Kafka ? J’en avais déjà entendu parler. Ça avait l’air bizarre, oppressant, spécial. Et puis la nouvelle n’est pas mon format de prédilection, alors… Tout le monde connaît La Métamorphose, au moins de titre. Car même sans l’avoir lu, ce livre est tellement mythique que l’on ne peut pas échapper à sa présence dans l’inconscient collectif.

C’est donc pour un cours à la fac que j’ai dû lire ce livre. Je l’ai ouvert avec précaution… et j’ai fini par plonger dedans et le dévorer d’un seul coup. Je crois que la première fois, je l’ai lu en une seule après-midi. Ensuit, je l’ai relu, pour m’en imprégner encore plus.

Pour dire les choses simplement : ce livre ne ressemble à aucun autre. L’histoire est celle de Gregor Samsa, un jeune homme plutôt discret, issu d’une famille bourgeoise et qui a un emploi de bureau. Le profil est presque neutre, sans identité précise. Il pourrait être n’importe qui. Or, un matin, notre personnage principal se réveille et découvre qu’il s’est transformé en cafard géant. Horreur. Stupeur. Dégoût. Incompréhension. Le personnage passe par ces étapes, mais ce qui est intéressant, c’est que le lecteur accepte assez rapidement de se retrouver plongé dans une histoire absurde, qui ne fait pas sens.

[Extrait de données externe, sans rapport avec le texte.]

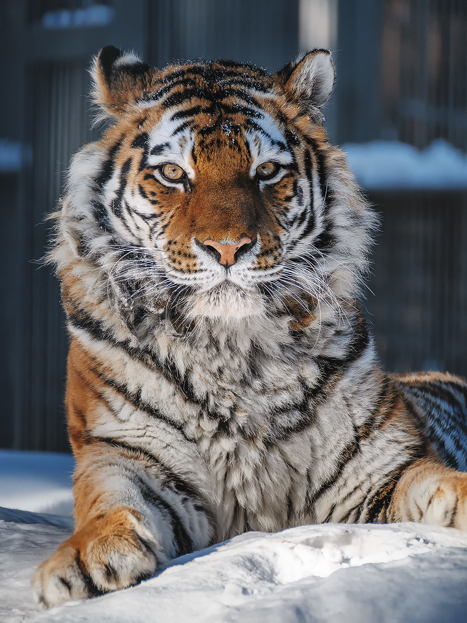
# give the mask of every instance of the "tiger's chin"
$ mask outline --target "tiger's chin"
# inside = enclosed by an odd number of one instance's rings
[[[225,282],[210,290],[193,295],[188,315],[192,318],[242,320],[260,316],[265,305],[259,292],[245,290]]]

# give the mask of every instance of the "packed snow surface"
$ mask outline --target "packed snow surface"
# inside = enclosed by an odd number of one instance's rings
[[[0,623],[467,621],[467,533],[416,523],[249,532],[138,586],[40,611],[31,579],[72,524],[44,510],[70,502],[72,468],[67,455],[0,451],[0,501],[27,509],[0,508]]]
[[[328,524],[250,532],[172,562],[138,586],[38,610],[35,568],[71,531],[0,521],[0,621],[112,623],[463,621],[467,535]]]
[[[422,151],[397,141],[342,148],[359,184],[369,190],[467,188],[467,156],[442,139]]]

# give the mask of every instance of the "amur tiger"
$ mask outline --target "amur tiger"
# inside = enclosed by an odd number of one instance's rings
[[[101,50],[112,121],[73,159],[52,257],[75,533],[44,606],[248,530],[467,530],[464,380],[389,376],[358,303],[375,217],[321,107],[330,53],[270,75]]]

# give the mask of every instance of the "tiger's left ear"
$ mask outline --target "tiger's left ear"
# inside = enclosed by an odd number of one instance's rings
[[[336,69],[329,50],[317,49],[286,65],[276,77],[294,100],[319,107],[333,92]]]
[[[113,117],[144,98],[153,70],[133,52],[123,52],[113,45],[103,48],[91,67],[94,102],[101,117]]]

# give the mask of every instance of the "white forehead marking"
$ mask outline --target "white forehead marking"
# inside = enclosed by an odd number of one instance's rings
[[[255,174],[256,168],[263,162],[271,161],[280,164],[290,164],[293,162],[293,156],[287,150],[285,137],[280,128],[270,115],[264,111],[262,113],[262,118],[255,119],[255,123],[261,130],[252,128],[245,132],[253,156],[252,175]]]
[[[181,166],[192,178],[194,171],[191,163],[193,135],[189,126],[174,134],[184,120],[171,119],[173,114],[173,110],[167,111],[150,132],[148,164],[156,167],[164,163],[173,163]],[[151,151],[154,153],[151,154]]]
[[[261,117],[252,120],[260,129],[252,128],[245,131],[253,157],[252,175],[262,162],[273,161],[281,164],[289,164],[293,161],[292,155],[285,148],[285,138],[279,126],[267,113],[260,109],[257,110]],[[192,179],[195,174],[191,158],[194,142],[193,135],[189,125],[174,133],[187,120],[172,119],[173,114],[173,110],[167,111],[151,131],[148,163],[149,166],[156,167],[164,163],[173,162],[181,166]],[[230,128],[231,123],[226,120],[224,125]],[[222,124],[220,127],[224,129]]]

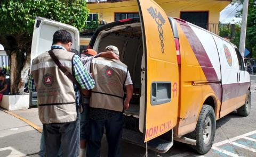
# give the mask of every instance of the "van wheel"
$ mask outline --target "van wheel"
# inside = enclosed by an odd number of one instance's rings
[[[246,117],[250,115],[251,111],[251,92],[248,91],[247,92],[246,99],[245,100],[245,103],[239,108],[236,110],[237,114],[240,116]]]
[[[211,106],[204,104],[202,108],[196,127],[191,135],[195,136],[196,145],[192,146],[197,153],[207,153],[212,147],[216,130],[215,113]]]

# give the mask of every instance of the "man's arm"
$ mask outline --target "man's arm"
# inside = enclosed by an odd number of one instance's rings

Car il faut bien souligner que Kafka est un auteur de l’absurde, mais pas de science-fiction. Il ne passe pas la limite de l’univers, reste dans les limites connues du monde réel. C’est ce qui est encore plus troublant. Gregor reste humain. Ce qui n’est plus humain en revanche, c’est la perception que le lecteur et les autres personnages ont de lui.

Troublant miroir que celui de ce personnage qui se dilue dans l’anonymat de sa monstruosité. Son humanité, sa personnalité ne se révèlent au fil des pages que dans la tendresse avec laquelle il essaye encore de s’accrocher à son ancienne vie. L’impossibilité de se résigner à son sort, tout en étant coupé des siens et en n’ayant aucun espoir d’être sauvé : voilà le thème central d’une histoire profondément humaine.

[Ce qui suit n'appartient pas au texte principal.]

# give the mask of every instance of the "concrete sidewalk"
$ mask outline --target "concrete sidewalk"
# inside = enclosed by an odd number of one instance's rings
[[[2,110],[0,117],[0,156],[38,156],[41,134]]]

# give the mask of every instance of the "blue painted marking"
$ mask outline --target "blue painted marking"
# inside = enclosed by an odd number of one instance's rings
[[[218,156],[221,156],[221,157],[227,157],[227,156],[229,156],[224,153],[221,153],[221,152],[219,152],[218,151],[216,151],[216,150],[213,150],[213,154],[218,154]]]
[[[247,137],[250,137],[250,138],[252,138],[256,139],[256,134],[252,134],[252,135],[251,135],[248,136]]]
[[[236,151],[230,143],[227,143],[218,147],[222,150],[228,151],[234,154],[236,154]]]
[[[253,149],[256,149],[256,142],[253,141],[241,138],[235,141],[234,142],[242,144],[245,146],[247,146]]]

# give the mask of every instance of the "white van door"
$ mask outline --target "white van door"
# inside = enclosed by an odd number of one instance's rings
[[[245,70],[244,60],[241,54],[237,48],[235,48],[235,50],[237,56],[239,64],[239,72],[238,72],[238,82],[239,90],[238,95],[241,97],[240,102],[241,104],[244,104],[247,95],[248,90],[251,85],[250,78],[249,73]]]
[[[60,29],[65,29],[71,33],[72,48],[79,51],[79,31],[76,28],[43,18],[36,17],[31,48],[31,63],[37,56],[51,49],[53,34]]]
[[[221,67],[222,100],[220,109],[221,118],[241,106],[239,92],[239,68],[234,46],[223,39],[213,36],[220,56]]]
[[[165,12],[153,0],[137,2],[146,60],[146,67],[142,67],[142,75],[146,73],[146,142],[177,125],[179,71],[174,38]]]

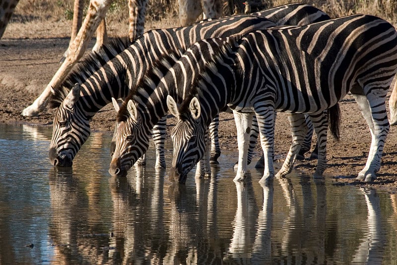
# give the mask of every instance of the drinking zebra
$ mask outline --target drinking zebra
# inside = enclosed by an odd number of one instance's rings
[[[171,136],[174,157],[171,178],[184,182],[203,155],[206,128],[226,105],[237,114],[239,153],[247,147],[246,132],[253,112],[257,115],[265,162],[261,183],[274,175],[274,111],[291,113],[293,144],[277,174],[284,176],[292,170],[304,137],[302,113],[318,116],[356,89],[365,95],[354,94],[356,100],[363,104],[365,101],[371,110],[363,114],[372,136],[367,163],[357,178],[366,182],[376,178],[390,127],[385,97],[397,72],[397,32],[392,25],[375,16],[357,14],[302,27],[259,30],[235,43],[233,39],[224,39],[228,44],[220,46],[218,39],[204,40],[187,52],[196,58],[195,53],[203,52],[201,47],[219,51],[202,78],[190,88],[181,88],[185,93],[180,107],[172,97],[167,99],[170,111],[179,119]],[[312,121],[316,127],[317,121]],[[320,161],[326,162],[326,142],[319,144],[315,177],[325,169]],[[244,179],[244,169],[239,165],[235,180]]]
[[[223,39],[220,39],[219,41],[223,44],[228,44],[224,42]],[[200,43],[203,47],[200,47],[199,52],[193,53],[188,50],[187,55],[185,54],[179,61],[178,59],[181,57],[180,55],[171,53],[154,62],[154,66],[149,69],[146,78],[137,85],[135,90],[129,94],[118,113],[119,125],[114,135],[117,139],[116,148],[109,171],[112,176],[120,177],[127,175],[127,171],[136,161],[142,150],[147,149],[151,128],[168,111],[167,95],[173,95],[182,101],[187,88],[205,70],[208,59],[212,58],[213,49],[216,47],[212,47],[210,43],[207,45],[205,41]],[[195,57],[185,58],[192,54]],[[337,112],[338,109],[335,109],[335,111]],[[331,118],[332,121],[336,120],[333,116]],[[304,119],[304,121],[306,124]],[[322,129],[326,132],[328,129],[326,119],[323,121],[322,124],[324,126]],[[332,130],[333,132],[337,130],[337,126],[331,127],[336,128]],[[246,133],[250,133],[247,131]],[[204,139],[206,136],[203,134],[201,136],[203,137],[202,142],[205,142]],[[320,141],[326,141],[326,134],[325,138],[319,137]],[[239,165],[246,166],[247,161],[243,161],[242,158],[245,156],[243,153],[241,154]],[[206,154],[205,157],[207,158],[209,154]],[[196,171],[198,177],[209,175],[209,165],[206,160],[205,162],[204,165],[200,163],[198,166]],[[325,163],[323,164],[322,167],[325,168]]]
[[[297,23],[325,19],[329,17],[306,4],[292,4],[264,10],[257,14],[283,23]],[[59,107],[54,118],[50,159],[53,165],[70,166],[81,145],[90,134],[89,120],[112,97],[124,98],[138,83],[152,62],[170,51],[185,50],[205,38],[232,35],[275,25],[271,21],[252,15],[239,15],[186,27],[152,30],[145,33],[122,52],[111,52],[105,46],[97,55],[82,60],[54,91],[50,107]],[[126,83],[126,78],[128,83]],[[77,84],[75,86],[75,84]],[[73,89],[72,89],[73,88]],[[165,118],[164,118],[165,119]],[[165,119],[155,126],[156,167],[164,167],[163,147]]]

Une scène a particulièrement marqué ma mémoire : celle où la sœur de Gregor joue du violon, et où Gregor, attiré par la musique et les souvenirs qu’elle fait rejaillir, tente de s’approcher de son ancienne humanité. Je ne vais pas vous raconter la scène, parce qu’il faut la lire soi-même pour comprendre et ressentir toute l’intensité dramatique de cette nouvelle.

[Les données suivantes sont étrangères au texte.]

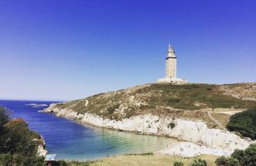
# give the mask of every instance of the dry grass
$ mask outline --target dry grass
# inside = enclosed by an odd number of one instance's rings
[[[230,115],[221,113],[212,113],[212,116],[214,119],[217,120],[220,125],[224,127],[227,127],[230,117]]]
[[[192,120],[201,120],[209,127],[217,125],[207,111],[245,110],[256,107],[256,102],[234,98],[225,93],[230,89],[243,97],[254,97],[256,86],[251,83],[232,85],[153,83],[126,90],[100,93],[86,99],[76,100],[56,107],[69,108],[79,113],[95,113],[109,119],[121,120],[131,116],[152,113]],[[244,93],[246,91],[247,93]],[[251,93],[250,93],[251,92]],[[225,94],[224,94],[225,93]],[[228,116],[213,114],[226,126]]]

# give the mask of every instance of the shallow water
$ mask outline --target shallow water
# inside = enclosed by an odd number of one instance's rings
[[[49,153],[57,154],[57,159],[96,160],[118,154],[148,153],[166,147],[173,139],[139,135],[129,132],[101,129],[78,124],[53,114],[39,113],[47,107],[32,107],[26,104],[47,104],[48,101],[0,100],[12,112],[13,117],[22,117],[44,137]]]

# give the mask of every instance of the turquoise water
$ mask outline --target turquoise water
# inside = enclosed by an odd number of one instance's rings
[[[47,107],[26,105],[49,105],[51,103],[54,102],[0,100],[0,106],[9,108],[13,117],[25,119],[29,128],[43,135],[49,153],[57,154],[57,159],[87,161],[118,154],[148,153],[165,148],[176,141],[164,137],[139,135],[84,125],[38,112]]]

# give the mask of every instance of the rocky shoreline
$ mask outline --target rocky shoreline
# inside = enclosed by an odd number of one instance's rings
[[[200,154],[229,155],[235,149],[247,148],[251,143],[229,131],[210,129],[205,123],[200,121],[173,119],[171,117],[159,117],[150,113],[116,120],[87,113],[79,113],[70,109],[60,109],[55,106],[56,104],[51,104],[41,112],[52,113],[57,117],[99,127],[166,136],[185,141],[159,151],[180,157]]]

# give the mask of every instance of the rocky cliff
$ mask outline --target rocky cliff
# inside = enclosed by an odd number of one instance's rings
[[[254,94],[250,93],[250,100],[244,100],[244,93],[242,98],[234,97],[232,93],[227,93],[227,90],[231,90],[230,86],[147,84],[51,104],[43,112],[100,127],[171,137],[193,144],[189,147],[197,152],[200,149],[203,154],[230,154],[236,148],[246,148],[251,141],[218,129],[205,110],[256,107],[256,102],[251,100]],[[251,84],[249,88],[256,89]],[[187,143],[177,147],[179,154],[171,150],[162,152],[184,156],[182,147],[187,147]]]

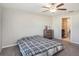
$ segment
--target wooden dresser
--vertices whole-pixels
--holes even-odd
[[[45,31],[43,35],[45,38],[52,39],[54,38],[54,31],[52,29],[49,29]]]

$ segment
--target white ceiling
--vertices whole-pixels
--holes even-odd
[[[74,11],[78,12],[79,11],[79,3],[64,3],[64,7],[67,8],[67,11],[57,11],[55,13],[51,12],[41,12],[43,4],[41,3],[1,3],[0,4],[3,7],[6,8],[15,8],[15,9],[20,9],[20,10],[25,10],[28,12],[32,13],[38,13],[38,14],[43,14],[43,15],[58,15],[58,14],[67,14],[69,13],[68,11]]]

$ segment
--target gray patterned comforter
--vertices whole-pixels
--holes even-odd
[[[57,46],[63,46],[59,42],[41,36],[25,37],[18,40],[17,44],[23,56],[34,56],[52,48],[58,51]]]

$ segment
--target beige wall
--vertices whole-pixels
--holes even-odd
[[[0,8],[0,51],[1,51],[1,48],[2,48],[2,38],[1,38],[1,34],[2,34],[2,32],[1,32],[1,8]]]
[[[42,35],[45,25],[52,26],[51,17],[4,8],[3,48],[14,45],[21,37]]]

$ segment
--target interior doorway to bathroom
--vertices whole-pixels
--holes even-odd
[[[62,18],[62,29],[61,29],[61,36],[63,40],[70,41],[70,34],[71,34],[71,28],[70,28],[70,19],[68,17]]]

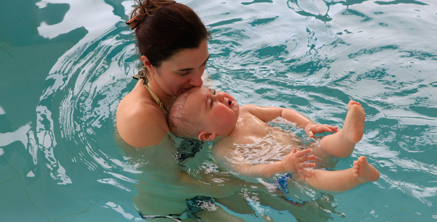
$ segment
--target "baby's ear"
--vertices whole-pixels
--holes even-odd
[[[200,141],[211,141],[215,139],[215,133],[208,133],[205,130],[199,133],[199,140]]]

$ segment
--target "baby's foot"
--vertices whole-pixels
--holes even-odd
[[[350,101],[347,109],[349,111],[346,114],[342,130],[347,141],[356,143],[363,137],[366,115],[363,106],[357,102]]]
[[[362,183],[376,181],[379,179],[379,171],[370,165],[366,157],[361,156],[354,161],[354,176]]]

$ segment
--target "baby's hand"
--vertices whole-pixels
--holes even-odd
[[[330,125],[321,125],[316,123],[309,123],[305,126],[305,132],[312,138],[314,134],[321,133],[324,132],[338,132],[338,127]]]
[[[314,155],[305,156],[311,152],[311,150],[309,149],[296,152],[296,148],[293,147],[293,151],[285,156],[281,161],[284,169],[291,173],[301,173],[307,177],[311,177],[311,173],[304,169],[316,167],[315,163],[306,162],[316,159],[316,156]]]

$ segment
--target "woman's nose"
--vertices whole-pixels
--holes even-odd
[[[203,81],[202,80],[201,75],[196,75],[196,76],[192,79],[190,81],[190,84],[194,86],[201,86],[203,85]]]
[[[223,102],[225,100],[225,94],[222,92],[220,92],[217,93],[217,98],[220,102]]]

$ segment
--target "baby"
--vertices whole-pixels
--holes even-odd
[[[224,92],[216,92],[204,87],[195,87],[184,92],[175,101],[168,116],[169,126],[175,135],[201,141],[215,141],[212,152],[216,161],[227,170],[246,178],[269,179],[278,173],[295,174],[293,178],[303,181],[319,191],[341,191],[368,182],[376,181],[379,172],[361,156],[352,167],[336,171],[309,169],[316,167],[309,162],[316,159],[308,155],[310,149],[296,151],[297,143],[290,133],[266,123],[278,117],[291,121],[305,130],[311,137],[316,133],[335,132],[323,137],[320,147],[336,158],[346,158],[354,151],[364,130],[364,109],[359,102],[351,100],[343,129],[314,123],[294,110],[278,107],[246,105],[239,107],[235,99]],[[284,147],[293,147],[281,160],[269,163],[252,163],[237,147],[247,150],[264,149],[260,140],[266,138],[280,141]],[[254,145],[255,144],[255,145]],[[264,148],[263,148],[264,147]],[[314,154],[318,155],[317,151]],[[320,156],[323,155],[320,154]]]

Photographie de Franz Kafka

Arrivé à ce stade, je crois qu’il est presque inutile de préciser que j’ais adoré ce livre. J’ai été agréablement surprise par l’écriture, beaucoup plus simple que je ne m’y étais attendue. Et surtout, ce que je retiens par-dessus tout, c’est la sensation de profonde tendresse pour l’humanité que Kafka dégage de son écriture. On parle beaucoup de lui en insistant sur sa noirceur, ses peurs… Dans l’imaginaire collectif, Kafka est tout le contraire du bout en train plein de vitalité. Et c’est vrai que spontanément, il ne l’est pas. Mais – sans toutefois parler de « joie de vivre » – il faut quand même reconnaître la sensibilité unique de cet écrivain qui parvient à toucher au plus près de l’humanité en analysant notre lien avec les autres. C’est dans notre relation avec nos proches et le monde extérieur que Kafka cherche la flamme de l’humanité et parvient à trouver le salut d’un personnage en souffrance. Ce qui reste d’humain en lui, et qui ne peut pas être métamorphosé, c’est son amour et sa condition – sublime – d’homme imparfait.

Finalement, La Métamorphose est moins un récit de résistance à l’absurde qu’une acceptation totale et magnifique de notre condition humaine.